Dear everyone,
Does cvx can’t solve two related variables simultaneously?
I thought it was the problem and then I set another variable as given one using AO algorithm.
here’s my code.
function [Fi_opt,flag] = Generate_ES_Fi(N, M, K, H, G,...
W_ini, Fi_ini_ES, noise_maxpower, trans_maxpower)
cvx_begin %quiet
variable Fi(2,M) complex
%variable FI(M,M,K) hermitian
variable relax_scaler_D1(M,M,K) hermitian semidefinite
variable relax_scaler_D2(M,M,K) hermitian semidefinite
expressions LMI(M+M+1,M+M+1,K)
W=W_ini;
k=1:1:K;
u=K:-1:1;
for i=1:length(k)
if k(i)==1||u(i)==1
a(k(i))=0.5;
%%%%% Generate LMI %%%%%
LMI(M+M+1,M+M+1,K);
LMI(:,:,k(i))=[relax_scaler_D1(:,:,k(i)), FI(:,:,k(i)), Fi(k(i),:)';...
FI(:,:,k(i))', relax_scaler_D2(:,:,k(i)) ,Fi(k(i),:)';...

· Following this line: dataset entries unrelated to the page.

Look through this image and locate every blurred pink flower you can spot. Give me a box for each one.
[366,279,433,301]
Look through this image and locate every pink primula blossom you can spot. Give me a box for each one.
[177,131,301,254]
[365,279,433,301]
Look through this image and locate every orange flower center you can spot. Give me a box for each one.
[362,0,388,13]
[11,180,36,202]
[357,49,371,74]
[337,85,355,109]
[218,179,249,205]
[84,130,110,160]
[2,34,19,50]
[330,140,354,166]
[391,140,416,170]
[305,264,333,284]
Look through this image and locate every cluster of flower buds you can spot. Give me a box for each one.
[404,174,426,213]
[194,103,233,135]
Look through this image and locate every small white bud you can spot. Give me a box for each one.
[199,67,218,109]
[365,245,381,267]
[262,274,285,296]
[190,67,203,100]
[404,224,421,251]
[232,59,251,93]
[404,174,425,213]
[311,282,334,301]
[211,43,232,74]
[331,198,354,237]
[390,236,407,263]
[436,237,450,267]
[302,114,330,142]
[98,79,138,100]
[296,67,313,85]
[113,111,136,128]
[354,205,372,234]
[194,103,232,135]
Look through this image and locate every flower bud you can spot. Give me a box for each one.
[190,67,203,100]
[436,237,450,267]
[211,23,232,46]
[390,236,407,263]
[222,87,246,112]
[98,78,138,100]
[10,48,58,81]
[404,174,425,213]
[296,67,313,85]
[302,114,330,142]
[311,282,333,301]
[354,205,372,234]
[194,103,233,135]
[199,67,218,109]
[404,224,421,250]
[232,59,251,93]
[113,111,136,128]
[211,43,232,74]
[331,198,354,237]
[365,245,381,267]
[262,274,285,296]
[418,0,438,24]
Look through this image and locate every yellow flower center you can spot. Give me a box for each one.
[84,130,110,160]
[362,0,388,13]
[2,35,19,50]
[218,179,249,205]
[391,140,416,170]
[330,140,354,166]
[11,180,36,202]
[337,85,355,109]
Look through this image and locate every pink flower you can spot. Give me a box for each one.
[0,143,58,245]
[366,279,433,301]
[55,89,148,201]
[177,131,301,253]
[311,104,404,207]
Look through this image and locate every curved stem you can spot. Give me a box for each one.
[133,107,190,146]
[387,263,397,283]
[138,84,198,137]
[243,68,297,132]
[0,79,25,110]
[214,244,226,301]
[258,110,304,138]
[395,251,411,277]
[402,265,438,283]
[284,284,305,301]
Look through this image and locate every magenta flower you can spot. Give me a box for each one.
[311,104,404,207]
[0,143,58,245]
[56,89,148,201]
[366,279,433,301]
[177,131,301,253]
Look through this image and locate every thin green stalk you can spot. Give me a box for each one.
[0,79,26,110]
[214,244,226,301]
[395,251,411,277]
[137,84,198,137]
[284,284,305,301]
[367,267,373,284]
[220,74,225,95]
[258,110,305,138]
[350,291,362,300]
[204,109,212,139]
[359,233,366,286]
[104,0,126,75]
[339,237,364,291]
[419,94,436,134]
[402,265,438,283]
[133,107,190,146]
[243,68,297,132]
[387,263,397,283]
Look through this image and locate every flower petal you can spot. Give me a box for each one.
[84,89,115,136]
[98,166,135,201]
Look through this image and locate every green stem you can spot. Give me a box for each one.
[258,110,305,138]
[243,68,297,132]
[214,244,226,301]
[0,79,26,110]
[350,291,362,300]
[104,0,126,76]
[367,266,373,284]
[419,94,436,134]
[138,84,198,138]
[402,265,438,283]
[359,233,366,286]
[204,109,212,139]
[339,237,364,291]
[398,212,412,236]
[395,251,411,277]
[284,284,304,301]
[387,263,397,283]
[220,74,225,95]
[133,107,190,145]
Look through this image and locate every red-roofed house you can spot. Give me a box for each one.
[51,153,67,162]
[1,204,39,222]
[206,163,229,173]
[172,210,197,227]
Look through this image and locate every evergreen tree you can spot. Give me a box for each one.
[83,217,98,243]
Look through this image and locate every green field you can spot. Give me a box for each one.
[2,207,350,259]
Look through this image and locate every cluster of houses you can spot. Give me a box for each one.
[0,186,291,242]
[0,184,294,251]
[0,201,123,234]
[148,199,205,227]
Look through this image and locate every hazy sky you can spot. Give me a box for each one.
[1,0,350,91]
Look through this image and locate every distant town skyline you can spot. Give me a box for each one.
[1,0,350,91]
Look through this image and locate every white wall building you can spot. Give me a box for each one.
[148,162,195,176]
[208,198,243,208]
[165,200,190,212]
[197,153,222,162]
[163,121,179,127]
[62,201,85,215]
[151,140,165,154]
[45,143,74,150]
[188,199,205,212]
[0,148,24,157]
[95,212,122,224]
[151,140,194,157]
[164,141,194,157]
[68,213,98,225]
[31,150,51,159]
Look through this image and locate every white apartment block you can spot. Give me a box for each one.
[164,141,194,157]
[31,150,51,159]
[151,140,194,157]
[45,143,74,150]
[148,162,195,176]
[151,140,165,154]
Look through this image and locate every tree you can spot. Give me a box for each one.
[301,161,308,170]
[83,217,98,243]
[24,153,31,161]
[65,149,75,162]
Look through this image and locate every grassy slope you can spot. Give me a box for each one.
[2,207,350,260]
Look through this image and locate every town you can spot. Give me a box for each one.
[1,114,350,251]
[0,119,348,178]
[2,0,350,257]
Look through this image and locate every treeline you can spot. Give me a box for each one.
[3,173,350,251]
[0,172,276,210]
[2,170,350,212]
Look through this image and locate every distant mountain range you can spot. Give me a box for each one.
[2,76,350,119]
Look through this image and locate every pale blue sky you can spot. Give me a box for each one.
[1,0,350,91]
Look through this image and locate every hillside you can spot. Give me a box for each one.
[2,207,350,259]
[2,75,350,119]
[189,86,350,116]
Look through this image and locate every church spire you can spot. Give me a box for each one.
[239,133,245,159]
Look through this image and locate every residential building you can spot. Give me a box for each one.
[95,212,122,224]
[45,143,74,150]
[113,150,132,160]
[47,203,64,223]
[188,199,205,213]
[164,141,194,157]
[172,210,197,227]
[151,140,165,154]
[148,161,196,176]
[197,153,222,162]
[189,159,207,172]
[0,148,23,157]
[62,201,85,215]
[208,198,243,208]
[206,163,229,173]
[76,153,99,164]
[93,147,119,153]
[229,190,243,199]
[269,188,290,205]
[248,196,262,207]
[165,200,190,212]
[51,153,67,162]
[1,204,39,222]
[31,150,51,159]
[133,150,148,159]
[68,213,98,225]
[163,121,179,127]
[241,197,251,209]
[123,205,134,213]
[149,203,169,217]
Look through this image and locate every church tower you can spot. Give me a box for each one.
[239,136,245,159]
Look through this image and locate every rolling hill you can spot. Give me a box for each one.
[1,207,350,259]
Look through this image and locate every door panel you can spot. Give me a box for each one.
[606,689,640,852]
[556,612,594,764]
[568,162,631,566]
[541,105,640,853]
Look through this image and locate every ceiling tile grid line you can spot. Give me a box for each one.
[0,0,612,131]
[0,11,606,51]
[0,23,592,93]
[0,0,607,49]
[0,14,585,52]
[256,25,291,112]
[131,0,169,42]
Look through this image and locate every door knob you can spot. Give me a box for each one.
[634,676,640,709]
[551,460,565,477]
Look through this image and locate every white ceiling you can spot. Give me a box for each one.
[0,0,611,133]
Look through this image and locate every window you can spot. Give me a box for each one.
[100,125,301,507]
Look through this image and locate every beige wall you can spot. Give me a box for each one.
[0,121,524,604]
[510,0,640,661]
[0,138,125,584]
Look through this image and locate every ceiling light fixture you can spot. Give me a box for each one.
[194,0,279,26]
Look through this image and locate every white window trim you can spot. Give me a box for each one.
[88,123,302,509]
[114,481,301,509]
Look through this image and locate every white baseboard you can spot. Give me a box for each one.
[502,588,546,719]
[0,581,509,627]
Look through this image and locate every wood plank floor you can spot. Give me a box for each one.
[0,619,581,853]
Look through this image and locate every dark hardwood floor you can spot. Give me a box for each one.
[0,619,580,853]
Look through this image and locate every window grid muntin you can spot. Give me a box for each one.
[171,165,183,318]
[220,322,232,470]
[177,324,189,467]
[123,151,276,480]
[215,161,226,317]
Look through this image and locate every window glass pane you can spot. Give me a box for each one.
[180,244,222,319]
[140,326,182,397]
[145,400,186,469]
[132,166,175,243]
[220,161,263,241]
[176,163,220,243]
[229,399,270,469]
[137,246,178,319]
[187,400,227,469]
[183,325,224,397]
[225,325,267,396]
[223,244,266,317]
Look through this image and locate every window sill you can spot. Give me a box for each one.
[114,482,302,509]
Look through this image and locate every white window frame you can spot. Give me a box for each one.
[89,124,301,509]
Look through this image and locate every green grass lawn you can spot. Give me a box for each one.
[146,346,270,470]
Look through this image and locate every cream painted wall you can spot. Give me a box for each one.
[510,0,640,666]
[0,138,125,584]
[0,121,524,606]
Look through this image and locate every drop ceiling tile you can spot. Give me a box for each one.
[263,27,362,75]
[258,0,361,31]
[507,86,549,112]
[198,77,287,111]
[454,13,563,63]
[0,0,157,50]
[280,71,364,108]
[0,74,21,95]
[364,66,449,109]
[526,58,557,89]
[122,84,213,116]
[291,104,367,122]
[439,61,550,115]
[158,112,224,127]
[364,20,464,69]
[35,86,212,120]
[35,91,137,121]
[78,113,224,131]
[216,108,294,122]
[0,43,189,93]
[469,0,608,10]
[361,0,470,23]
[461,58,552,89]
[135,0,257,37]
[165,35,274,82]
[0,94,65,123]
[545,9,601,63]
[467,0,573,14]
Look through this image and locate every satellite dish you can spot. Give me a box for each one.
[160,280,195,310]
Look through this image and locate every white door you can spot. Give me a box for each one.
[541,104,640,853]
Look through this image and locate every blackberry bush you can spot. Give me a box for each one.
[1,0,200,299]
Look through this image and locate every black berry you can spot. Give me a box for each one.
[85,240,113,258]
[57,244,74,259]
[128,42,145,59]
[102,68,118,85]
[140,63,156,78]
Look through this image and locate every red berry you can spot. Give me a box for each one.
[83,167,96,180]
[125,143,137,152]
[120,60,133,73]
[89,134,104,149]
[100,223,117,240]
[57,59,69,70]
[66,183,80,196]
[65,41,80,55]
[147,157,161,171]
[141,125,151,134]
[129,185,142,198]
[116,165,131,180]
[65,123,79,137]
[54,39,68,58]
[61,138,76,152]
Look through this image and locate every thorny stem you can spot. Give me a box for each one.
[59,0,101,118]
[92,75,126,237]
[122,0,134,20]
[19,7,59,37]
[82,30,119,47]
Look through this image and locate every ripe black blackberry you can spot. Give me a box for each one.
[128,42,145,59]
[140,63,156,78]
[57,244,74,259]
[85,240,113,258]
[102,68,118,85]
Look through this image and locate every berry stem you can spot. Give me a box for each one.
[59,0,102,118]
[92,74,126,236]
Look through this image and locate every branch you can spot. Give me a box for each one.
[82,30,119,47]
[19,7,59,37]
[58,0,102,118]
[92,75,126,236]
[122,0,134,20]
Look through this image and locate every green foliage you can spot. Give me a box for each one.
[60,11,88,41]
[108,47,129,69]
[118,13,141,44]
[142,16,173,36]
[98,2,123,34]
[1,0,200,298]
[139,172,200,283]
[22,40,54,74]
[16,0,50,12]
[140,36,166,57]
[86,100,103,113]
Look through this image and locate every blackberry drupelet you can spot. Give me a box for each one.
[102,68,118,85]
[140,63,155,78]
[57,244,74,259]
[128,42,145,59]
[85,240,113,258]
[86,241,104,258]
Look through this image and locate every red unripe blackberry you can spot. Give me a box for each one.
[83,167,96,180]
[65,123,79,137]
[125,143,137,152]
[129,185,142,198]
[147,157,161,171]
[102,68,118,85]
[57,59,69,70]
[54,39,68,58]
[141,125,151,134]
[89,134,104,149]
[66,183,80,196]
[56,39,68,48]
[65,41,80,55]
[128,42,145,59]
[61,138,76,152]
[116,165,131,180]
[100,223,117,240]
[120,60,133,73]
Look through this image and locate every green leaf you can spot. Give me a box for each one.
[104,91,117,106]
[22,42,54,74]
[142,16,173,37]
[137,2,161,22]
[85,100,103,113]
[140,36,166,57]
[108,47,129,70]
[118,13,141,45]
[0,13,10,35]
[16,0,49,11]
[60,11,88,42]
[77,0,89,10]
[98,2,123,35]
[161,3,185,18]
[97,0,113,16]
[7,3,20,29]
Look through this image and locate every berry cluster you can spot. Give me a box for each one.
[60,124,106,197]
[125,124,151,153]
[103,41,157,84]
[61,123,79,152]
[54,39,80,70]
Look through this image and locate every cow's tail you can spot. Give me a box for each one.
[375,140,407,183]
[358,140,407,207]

Fi(k(i),:), Fi(k(i),:) ,1 ];
Ty(k(i))=trace(relax_scaler_D1(k(i)))-2*trace(Fi(k(i),:)'*Fi_ini_ES(k(i),:))+trace(Fi_ini_ES(k(i),:)'*Fi_ini_ES(k(i),:));
end
end
maximize sum(a.*POLY)
subject to
k=1:K;
u=K:-1:1;
for i=1:length(k)
if k(i)==1 || u(i)==1
% diag(FI(:,:,u(i))+FI(:,:,k(i)))==1;
LMI(:,:,k(i)) == hermitian_semidefinite(2*M+1);
real(Ty(k(i)))<=0;
real(relax_scaler_D1(:,:,k(i)))>=0;
real(relax_scaler_D2(:,:,k(i)))>=0;
%z(k)>=noise_maxpower;
end
end
cvx_end
The results turns out:
The objective function is convex,the problem might be constrains.
I tried to eliminate variables to find out but failed.
Please someone give me a guide! gratefully thanks.